A princípio, Arnaldo estava ali para avaliar a atuação do árbitro Wilson Carlos dos Santos. Nada muito relevante. O que importava de fato era a peleja entre tricolores e cruzmaltinos, que terminou com a vitória vascaína por 1×0, gol de Sorato.
Com o tempo, novos ex-árbitros passaram o ocupar espaço nas equipes esportivas da TV brasileira. E se tornaram cada vez mais importantes…..
Em um Fla-Flu de 2005, já no auge de sua importância dentro das transmissões esportivas, Arnaldo Cezar Coelho exerceu sua autoridade máxima de dono da verdade e deu uma bronca no ar no então comentarista Sérgio Noronha, por não concordar com a opinião do colega.
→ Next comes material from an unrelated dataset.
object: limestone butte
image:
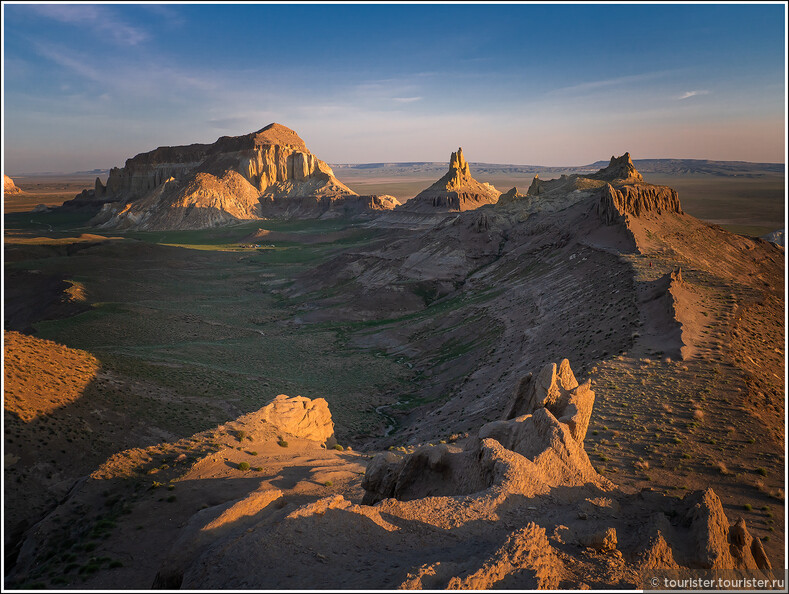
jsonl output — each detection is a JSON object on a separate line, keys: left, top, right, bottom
{"left": 401, "top": 147, "right": 501, "bottom": 212}
{"left": 66, "top": 123, "right": 398, "bottom": 229}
Este fato é um marco para o jornalismo esportivo brasileiro. De lá pra cá, cada vez menos os comentaristas e repórteres se atrevem a dar uma opinião relacionada a um lance de arbitragem. É como se todos tivessem se tornado cegos e incapazes de interpretar os lances ocorridos dentro de uma partida. A PALAVRA FINAL É DO COMENTARISTA DE ARBITRAGEM E NÃO TEM CONVERSA.
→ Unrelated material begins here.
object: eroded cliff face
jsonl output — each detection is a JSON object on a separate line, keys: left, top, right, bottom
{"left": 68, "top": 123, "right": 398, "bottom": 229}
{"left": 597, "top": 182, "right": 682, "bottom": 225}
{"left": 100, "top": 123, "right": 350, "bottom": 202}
O curioso é que a grande maioria dos lances que acontecem em um jogo são interpretativos. Com exceção dos lances de impedimento e de gol, todas as decisões do árbitro estão sujeitas a interpretações, e cada um tem a sua. Por mais que, muitas vezes, os comentaristas de arbitragem inventem suas próprias teorias.
O repórter de campo sempre foi o olhar minucioso dentro das transmissões esportivas. Atrás do gol, os repórteres tem o privilégio de acompanhar as jogadas de maneira mais intuitiva. E nem a eles é preservado o direito da manifestação sobre lances polêmicos atualmente.
Separei um lance de um Corinthians x Santos de 1981. Na transmissão da TV Cultura, o saudoso narrador Luiz Noriega acompanha uma jogada envolvendo o zagueiro Joãozinho e o meia Zenon. O juiz Roberto Nunes Morgado marca o penalti, causando profunda indignação nos repórteres que acompanham o lance atrás do gol. Alguns deles são ouvidos pela TV Cultura imediatamente após a marcação do pênalti, entre eles Flávio Adauto, Flávio Prado e Fausto Silva.
Todos foram categóricos ao afirmar que o pênalti não havia existido. Sem o uso do replay, mas com plena convicção. E cá entre nós, o pênalti não existiu mesmo, porém lances idênticos a esse hoje despertam dúvidas. Argumentos para justificar esse tipo de lance são usados sem constrangimento, sendo alguns deles extremamente absurdos como o famoso ‘houve um toque’, ou mesmo o famigerado ‘uso de força excessiva’, passando pelo óbvio ‘houve um contato’. Como se o futebol não fosse esporte de contato!
Com esses argumentos esdrúxulos, os comentaristas de arbitragem começaram a contrariar a lógica do futebol e passaram a confundir a mídia esportiva e os próprios torcedores.
Não à toa, boa parte da programação das emissoras esportivas na TV é calcada nos lances envolvendo arbitragem (muitas vezes mais até do que o jogo propriamente jogado).
Tais polêmicas garantem números importantes de uma audiência cada vez mais confusa em relação aos lances do jogo.
A mídia esportiva se torna cada vez mais dependente das avaliações de ex-árbitros, que se tornaram vedetes do futebol brasileiro atual.